I recently posted on Afoe about the frivolous ways in which people tend to throw around the N*Z* word these days. Latest on the list is Venezuela’s Hugo Chavez:

Venezuelan President Hugo Chavez called former Spanish Premier Jose Maria Aznar a “fascist,” saying Aznar once told him to forget about the poor nations of the world. Chavez recalled late Thursday that Aznar had urged him to get on “the train of the future” and distance himself from Cuba’s Fidel Castro.

Chavez, who met Thursday with Spanish Labour and Social Affairs Minister Jesus Caldera, said he once asked Aznar what he thought of the situation of poor African countries and Haiti. “He told me, ‘Forget about them, those nations missed the train of history. They are condemned to disappear.’” recalled Chavez, saying such ideas remind one of Adolf Hitler. “He is a true fascist. That is the thinking of this gentleman who continues attacking us over there,” said Chavez, who also called Aznar an “imbecile.”

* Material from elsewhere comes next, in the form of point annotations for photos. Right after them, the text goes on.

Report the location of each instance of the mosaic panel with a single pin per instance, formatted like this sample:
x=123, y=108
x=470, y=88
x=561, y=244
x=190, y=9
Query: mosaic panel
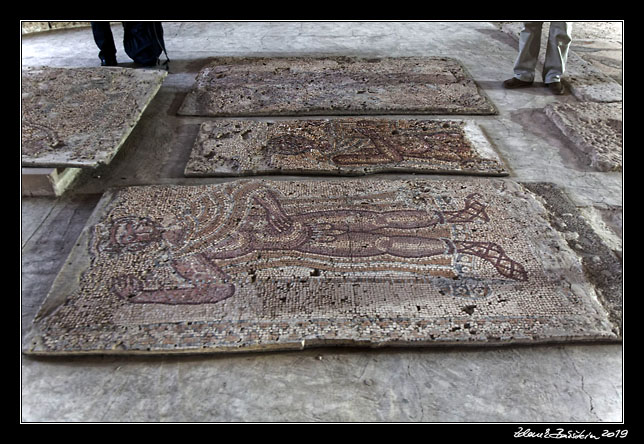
x=595, y=130
x=341, y=146
x=259, y=265
x=334, y=85
x=79, y=117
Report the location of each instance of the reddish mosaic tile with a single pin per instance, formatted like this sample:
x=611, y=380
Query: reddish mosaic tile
x=343, y=146
x=260, y=86
x=257, y=265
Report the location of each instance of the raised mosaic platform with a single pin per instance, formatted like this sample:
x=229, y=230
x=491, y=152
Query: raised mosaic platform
x=260, y=86
x=594, y=129
x=80, y=117
x=263, y=265
x=343, y=146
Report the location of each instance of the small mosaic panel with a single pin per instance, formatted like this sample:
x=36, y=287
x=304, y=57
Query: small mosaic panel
x=79, y=117
x=258, y=265
x=594, y=129
x=259, y=86
x=345, y=146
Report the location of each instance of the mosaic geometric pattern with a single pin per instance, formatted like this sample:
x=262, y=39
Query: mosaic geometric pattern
x=257, y=265
x=80, y=117
x=595, y=130
x=341, y=146
x=259, y=86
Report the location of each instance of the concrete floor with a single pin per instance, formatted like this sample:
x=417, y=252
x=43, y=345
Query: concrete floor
x=546, y=383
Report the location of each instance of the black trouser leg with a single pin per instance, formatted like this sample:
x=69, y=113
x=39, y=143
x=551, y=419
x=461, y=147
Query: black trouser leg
x=105, y=42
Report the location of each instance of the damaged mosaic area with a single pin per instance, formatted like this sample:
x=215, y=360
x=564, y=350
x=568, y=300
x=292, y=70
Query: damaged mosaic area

Obviously I am not privy to what Aznar may or may not have said, once upon a time to Chavez. What I do know – despite the fact I have very little respect for Aznar – is that he is no fascist. Neither for that matter is Chavez. Indeed the clip Spanish TV showed of Aznar criticising Chavez publicly was a model of reasonableness.

What is far less clear is what Caldera is doing in Venezuela, and why Zapatero has occupied his time selling arms to Chavez.